My track work is now done, and I am floating it, letting it find it's place. Once this is done I plan on ballasting it. After it finds its place, I will need to adjust the 2 planes (front to back and side to side) level before I ballast. This is an entirely elevated layout, built like a deck, 2 1/2' wide X 760' long with 5/4's wood used for the "deck top." The track runs over the gaps in the planking, not with it. I have put landscape cloth over the deck top and installed a ridge of P/T wood (3/8" X 5/4") around the entire layout to hold in the ballast at the sides. Effectively, even though the range of the height of the deck is 6" to 5', the layout is level, with the maximum grade (due to a leveling glitch in sighting) is .5% in one 32' section. Minimum radius is 10' on the mains and 5' on sidings and the classification yard.
It is my intention to correct minor imperfections by using the cedar shims you get for windows and doors underneath the ties, where needed, to get level, and then ballast. I am doing this because I am hoping that the cedar holds up as well as the cedar on my deck (which is 20+ years old, and I've never had to replace single board.
Before I do this, I wanted to put it in front of the members of this forum for their thoughts, because I am one that likes to "measure twice and cut once" as often as I can. 
Thank you.


----------



## John J (Dec 29, 2007)

That sounds do able. At least it will keep the moths away from your layout.


----------



## Richard Smith (Jan 2, 2008)

Noel, 
You might want to hit those shims with a bit of primer before inserting them. While they're easily replaceable they will retain some moisture being between the deck and the ties. I've had very good luck with cedar wherever its been used on my elevated RR even when buried in dirt or ballast.
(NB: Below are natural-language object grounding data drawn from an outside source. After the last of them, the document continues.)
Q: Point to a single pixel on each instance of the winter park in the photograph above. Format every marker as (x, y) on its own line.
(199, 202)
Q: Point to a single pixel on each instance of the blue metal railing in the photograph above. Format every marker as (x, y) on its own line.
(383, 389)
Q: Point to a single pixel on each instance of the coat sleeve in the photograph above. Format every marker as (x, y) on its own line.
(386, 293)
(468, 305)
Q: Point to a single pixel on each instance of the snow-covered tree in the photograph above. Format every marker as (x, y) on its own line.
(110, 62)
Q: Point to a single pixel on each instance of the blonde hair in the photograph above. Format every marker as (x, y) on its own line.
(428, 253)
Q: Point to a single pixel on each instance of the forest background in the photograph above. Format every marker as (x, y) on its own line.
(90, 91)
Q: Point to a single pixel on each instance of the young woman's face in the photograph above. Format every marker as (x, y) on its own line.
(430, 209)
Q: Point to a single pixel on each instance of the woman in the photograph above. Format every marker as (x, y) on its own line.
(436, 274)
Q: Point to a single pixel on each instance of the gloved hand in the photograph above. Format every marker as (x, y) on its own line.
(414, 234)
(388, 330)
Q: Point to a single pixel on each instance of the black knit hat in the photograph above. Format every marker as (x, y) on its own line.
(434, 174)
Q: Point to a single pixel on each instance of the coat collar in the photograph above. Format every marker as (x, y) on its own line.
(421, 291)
I use Bondo Primer on the cedar myself.


----------



## noela (May 22, 2008)

Is that the same primer used on the bondo body putty for cars?


----------



## Greg Elmassian (Jan 3, 2008)

I'd suggest dipping them in a sealer, not a paint, more "breathable" and will penetrate into the wood more, like the "thompsons water seal" or any of the deck sealers, which are specifically made to penetrate wood and seal from rot and moisture. You should be able to dip your shims in the sealer and use them pretty immediately. Home depot has all kinds. 

Regards, Greg


----------